9.We also asked Mr Glen about the position of UK firms operating elsewhere in the EEA after the UK has left the EU (albeit that this falls outside the scope of these Regulations). In his reply, the Minister refers to the implementation period which, if taken forward, would allow firms to continue to trade on the same terms as now until 31 December 2020, and also to the proposal that the UK Government have made for a new economic arrangement with the EU to manage regulatory change in the future. He acknowledges, however, that if there is no deal with the EU, unilateral action by the UK Government would not be able to influence the status of UK firms operating in the EEA.

Conclusion

10.It is clearly important to ensure that, in a “no-deal scenario”, there is minimal disruption to the UK’s financial services sector when firms lose their authorisation based on the EEA passport and seek instead to be authorised by the UK’s regulatory bodies, the PRA and FCA. By providing for a “temporary permissions regime”, these draft Regulations seek to achieve that objective. Information provided by HMT indicates the scale of the task that the PRA and FCA may face in dealing with applications for authorisation during that regime.

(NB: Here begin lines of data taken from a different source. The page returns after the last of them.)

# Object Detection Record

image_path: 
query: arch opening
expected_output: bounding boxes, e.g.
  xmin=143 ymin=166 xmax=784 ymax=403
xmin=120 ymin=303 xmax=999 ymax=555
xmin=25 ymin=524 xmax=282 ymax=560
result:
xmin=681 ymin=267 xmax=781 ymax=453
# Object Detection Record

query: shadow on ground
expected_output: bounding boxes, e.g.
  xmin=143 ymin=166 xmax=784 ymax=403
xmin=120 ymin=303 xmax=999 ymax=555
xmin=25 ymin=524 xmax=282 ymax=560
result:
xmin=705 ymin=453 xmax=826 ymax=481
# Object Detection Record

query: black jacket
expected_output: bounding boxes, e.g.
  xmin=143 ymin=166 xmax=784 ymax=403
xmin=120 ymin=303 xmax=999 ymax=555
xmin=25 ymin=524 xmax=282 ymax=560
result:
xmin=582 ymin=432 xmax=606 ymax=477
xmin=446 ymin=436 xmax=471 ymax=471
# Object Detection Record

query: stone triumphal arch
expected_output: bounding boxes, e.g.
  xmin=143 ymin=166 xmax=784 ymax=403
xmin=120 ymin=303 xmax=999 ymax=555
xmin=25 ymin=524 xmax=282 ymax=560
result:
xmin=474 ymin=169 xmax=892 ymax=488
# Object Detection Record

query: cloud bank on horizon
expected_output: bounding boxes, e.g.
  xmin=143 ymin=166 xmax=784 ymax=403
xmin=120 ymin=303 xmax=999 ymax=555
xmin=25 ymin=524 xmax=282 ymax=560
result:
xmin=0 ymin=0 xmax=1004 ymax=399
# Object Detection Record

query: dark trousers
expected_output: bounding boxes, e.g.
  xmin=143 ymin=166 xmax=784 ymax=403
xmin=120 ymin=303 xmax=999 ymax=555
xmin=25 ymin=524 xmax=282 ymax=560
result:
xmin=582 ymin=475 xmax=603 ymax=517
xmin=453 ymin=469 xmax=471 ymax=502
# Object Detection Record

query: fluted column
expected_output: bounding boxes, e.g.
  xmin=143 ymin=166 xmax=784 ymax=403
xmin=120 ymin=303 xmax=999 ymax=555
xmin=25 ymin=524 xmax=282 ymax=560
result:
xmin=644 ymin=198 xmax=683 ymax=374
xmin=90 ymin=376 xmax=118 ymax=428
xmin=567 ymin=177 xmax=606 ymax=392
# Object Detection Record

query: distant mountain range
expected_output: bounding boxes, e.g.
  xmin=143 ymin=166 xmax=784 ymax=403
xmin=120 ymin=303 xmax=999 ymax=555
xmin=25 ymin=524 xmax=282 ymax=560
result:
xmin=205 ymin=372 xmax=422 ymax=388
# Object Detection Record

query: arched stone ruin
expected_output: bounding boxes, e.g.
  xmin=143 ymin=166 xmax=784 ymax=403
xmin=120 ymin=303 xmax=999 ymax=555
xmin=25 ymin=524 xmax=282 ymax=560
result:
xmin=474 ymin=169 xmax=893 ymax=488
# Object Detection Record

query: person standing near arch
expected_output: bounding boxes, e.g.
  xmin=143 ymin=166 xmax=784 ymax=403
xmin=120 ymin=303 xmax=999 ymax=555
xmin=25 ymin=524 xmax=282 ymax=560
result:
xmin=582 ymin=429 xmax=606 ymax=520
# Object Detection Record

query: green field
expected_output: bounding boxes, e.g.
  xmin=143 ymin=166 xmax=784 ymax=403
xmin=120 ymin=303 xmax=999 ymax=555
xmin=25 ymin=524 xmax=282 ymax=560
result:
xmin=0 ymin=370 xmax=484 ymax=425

11.The draft Regulations allow for the possibility that the period of the regime could be extended in the light of an assessment of progress by the regulatory bodies. We consider it sensible that the Government should be able to introduce such an extension, and we think that a decision to do so would be a matter of great interest to the House. Given the significance of any regulations to extend the temporary permissions regime, however, we do not see it as self-evident that such an instrument should be subject to the negative, rather than the affirmative, procedure, as HMT has proposed. The Economic Secretary to the Treasury has stressed that HMT would be able to modify the time limits only if it considered it necessary to do so. While accepting that this would be the case, we take the view that the House might well wish to debate such a necessity, and that it may also wish to press for a fuller justification of the choice of negative procedure than has so far been given.